Mais surtout, cela aboutirait potentiellement à deux classes de citoyens : ceux qui sont assez aisés pour ne pas avoir besoin de monétiser leurs données et ceux plus modestes qui pourraient être tentés par l’appât du gain ou qui n’ont pas forcément connaissance des enjeux, le temps ou les compétences pour arbitrer de façon éclairée dans un sens comme dans l’autre.
Quoi qu’il en soit, c’est avec une certaine insistance que Facebook cherche à savoir ce qui se passe dans le smartphone.
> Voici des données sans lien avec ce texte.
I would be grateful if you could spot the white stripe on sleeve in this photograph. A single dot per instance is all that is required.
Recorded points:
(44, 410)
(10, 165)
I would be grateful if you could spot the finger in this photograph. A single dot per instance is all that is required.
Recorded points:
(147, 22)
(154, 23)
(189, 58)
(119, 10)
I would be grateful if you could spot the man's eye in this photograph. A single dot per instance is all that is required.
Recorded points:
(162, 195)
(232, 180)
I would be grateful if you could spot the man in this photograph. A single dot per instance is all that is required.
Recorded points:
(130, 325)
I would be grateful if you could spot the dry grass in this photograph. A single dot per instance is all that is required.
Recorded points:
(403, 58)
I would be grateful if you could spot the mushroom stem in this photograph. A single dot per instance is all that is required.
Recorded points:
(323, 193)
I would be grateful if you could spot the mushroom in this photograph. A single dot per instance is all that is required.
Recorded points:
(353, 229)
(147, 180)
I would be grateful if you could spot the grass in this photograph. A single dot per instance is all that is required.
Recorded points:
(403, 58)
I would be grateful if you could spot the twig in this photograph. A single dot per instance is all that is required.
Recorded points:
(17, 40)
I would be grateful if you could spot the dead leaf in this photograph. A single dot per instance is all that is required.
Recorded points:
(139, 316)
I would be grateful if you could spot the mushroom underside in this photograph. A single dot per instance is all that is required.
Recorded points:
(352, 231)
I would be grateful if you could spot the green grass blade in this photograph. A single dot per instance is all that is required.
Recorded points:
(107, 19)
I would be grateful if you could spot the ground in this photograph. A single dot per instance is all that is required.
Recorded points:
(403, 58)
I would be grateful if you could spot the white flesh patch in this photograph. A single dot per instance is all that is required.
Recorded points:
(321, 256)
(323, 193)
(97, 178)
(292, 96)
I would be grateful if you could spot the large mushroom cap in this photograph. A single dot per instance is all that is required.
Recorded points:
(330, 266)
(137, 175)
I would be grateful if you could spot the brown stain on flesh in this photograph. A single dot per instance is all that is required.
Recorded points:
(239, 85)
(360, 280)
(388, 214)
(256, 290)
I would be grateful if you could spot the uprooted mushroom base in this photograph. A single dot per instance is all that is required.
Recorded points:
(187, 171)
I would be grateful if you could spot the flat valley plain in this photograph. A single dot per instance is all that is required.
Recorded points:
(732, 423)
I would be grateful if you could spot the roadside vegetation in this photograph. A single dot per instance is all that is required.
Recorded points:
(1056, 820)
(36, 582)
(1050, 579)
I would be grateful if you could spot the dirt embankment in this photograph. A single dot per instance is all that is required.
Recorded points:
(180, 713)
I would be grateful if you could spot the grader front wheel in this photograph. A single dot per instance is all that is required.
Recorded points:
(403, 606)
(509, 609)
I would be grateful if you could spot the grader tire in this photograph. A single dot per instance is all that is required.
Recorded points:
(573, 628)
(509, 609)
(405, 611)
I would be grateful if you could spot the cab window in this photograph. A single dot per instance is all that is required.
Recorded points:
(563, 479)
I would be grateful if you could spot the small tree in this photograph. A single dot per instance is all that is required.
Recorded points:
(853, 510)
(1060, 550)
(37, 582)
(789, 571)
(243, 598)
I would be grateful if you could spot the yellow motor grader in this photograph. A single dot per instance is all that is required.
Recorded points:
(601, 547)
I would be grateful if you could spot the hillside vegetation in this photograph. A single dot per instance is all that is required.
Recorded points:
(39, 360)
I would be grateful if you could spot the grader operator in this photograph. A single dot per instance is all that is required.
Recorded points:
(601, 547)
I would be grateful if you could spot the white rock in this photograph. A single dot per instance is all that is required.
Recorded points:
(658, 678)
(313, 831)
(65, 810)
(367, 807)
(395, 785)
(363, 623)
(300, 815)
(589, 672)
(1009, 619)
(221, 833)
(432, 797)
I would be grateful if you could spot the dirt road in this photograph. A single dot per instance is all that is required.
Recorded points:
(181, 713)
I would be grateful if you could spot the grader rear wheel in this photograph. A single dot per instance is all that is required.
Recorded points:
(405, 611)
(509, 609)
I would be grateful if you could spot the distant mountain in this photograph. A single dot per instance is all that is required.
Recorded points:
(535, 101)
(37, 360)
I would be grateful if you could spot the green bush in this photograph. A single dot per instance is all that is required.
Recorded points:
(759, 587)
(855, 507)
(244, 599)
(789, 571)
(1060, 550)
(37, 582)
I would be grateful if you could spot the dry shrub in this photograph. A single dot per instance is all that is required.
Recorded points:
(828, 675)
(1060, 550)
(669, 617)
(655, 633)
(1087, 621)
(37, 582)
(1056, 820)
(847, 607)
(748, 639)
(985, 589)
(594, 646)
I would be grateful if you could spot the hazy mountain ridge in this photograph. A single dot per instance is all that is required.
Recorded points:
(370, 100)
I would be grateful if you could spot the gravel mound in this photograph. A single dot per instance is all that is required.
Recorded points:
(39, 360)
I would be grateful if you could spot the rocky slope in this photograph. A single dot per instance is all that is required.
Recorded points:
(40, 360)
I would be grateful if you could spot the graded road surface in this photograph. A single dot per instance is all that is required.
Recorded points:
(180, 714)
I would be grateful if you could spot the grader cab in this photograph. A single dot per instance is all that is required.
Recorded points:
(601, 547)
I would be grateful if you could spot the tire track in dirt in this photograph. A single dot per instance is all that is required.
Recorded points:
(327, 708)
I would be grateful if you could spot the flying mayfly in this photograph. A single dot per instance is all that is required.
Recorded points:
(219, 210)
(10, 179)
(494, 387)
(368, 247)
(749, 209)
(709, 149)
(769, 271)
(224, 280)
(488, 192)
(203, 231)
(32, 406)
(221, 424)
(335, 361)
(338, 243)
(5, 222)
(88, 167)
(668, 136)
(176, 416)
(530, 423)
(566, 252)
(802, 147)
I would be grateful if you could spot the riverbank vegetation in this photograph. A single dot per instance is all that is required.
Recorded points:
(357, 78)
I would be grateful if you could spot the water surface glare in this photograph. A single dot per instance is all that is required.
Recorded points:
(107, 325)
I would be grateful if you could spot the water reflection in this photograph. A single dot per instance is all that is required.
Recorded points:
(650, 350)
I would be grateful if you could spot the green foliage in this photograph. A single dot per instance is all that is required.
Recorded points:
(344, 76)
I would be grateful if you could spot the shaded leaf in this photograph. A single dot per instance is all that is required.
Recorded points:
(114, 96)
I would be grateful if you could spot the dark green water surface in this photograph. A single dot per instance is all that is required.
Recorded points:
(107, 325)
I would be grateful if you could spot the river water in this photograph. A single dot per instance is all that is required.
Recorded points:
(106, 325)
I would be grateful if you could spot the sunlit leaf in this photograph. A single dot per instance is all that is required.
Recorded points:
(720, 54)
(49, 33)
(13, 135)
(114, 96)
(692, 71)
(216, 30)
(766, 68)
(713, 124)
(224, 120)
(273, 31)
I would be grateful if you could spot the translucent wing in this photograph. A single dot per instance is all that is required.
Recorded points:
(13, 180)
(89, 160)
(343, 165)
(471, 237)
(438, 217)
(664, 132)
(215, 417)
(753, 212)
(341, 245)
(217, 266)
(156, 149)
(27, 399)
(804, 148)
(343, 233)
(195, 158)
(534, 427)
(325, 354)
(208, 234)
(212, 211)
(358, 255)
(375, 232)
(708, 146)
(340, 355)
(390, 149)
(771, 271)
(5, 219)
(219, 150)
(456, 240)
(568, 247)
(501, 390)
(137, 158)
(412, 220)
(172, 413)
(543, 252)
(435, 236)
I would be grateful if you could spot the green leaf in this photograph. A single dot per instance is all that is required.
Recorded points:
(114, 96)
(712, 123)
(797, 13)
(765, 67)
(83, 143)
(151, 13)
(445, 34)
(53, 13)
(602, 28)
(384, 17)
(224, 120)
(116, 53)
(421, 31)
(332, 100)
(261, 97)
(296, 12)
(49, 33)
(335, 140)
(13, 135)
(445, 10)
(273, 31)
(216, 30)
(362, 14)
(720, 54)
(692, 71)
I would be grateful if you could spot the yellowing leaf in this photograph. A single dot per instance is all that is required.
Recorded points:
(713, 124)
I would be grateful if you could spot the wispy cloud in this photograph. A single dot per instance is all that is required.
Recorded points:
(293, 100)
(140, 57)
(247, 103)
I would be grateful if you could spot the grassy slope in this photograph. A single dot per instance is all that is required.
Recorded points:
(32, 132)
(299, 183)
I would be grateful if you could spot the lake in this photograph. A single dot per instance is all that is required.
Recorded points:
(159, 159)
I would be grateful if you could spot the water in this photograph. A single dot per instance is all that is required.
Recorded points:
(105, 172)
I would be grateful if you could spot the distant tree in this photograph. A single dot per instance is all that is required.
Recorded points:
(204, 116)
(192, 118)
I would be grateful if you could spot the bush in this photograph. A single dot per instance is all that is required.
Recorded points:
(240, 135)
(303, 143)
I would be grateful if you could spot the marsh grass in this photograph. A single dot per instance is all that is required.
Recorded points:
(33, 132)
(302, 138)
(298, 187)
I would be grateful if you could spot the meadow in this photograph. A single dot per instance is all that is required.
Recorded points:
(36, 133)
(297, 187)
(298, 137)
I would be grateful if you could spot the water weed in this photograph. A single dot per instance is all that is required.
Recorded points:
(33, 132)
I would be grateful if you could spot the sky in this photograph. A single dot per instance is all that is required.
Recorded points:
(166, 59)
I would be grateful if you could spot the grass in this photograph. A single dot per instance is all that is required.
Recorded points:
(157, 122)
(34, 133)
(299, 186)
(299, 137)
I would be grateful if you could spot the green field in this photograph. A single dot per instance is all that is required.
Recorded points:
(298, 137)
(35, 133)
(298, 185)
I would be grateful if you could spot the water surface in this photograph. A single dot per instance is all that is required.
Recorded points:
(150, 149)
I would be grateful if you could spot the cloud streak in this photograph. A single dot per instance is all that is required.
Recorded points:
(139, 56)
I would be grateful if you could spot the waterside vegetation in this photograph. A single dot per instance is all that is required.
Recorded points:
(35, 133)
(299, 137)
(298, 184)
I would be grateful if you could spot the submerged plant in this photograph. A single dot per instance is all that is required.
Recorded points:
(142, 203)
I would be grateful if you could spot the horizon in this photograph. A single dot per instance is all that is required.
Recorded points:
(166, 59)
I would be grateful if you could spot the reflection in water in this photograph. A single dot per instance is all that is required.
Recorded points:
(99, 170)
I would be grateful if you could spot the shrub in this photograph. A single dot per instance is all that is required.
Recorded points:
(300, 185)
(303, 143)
Avant Study et Atlas, Facebook s’était déjà distingué en 2014 avec le rachat d’Onavo : c’est un réseau privé virtuel (VPN dans le jargon) qui permet de naviguer sur le net en cachant sa provenance géographique. Facebook s’en était alors servi pour ramasser des données d’utilisation sur ses concurrents.
Là encore, le site pouvait obtenir des indications assez précises sur l’utilisation du portable (écran allumé ou éteint, données sur les réseaux Fi-Fi utilisés, même quand le VPN n’était pas actif). Apple avait fini par siffler la fin de la récréation courant 2018 en demandant le retrait de l’application de l’App Store — ce qu’il allait certainement faire lui-même, si elle s’y trouvait encore.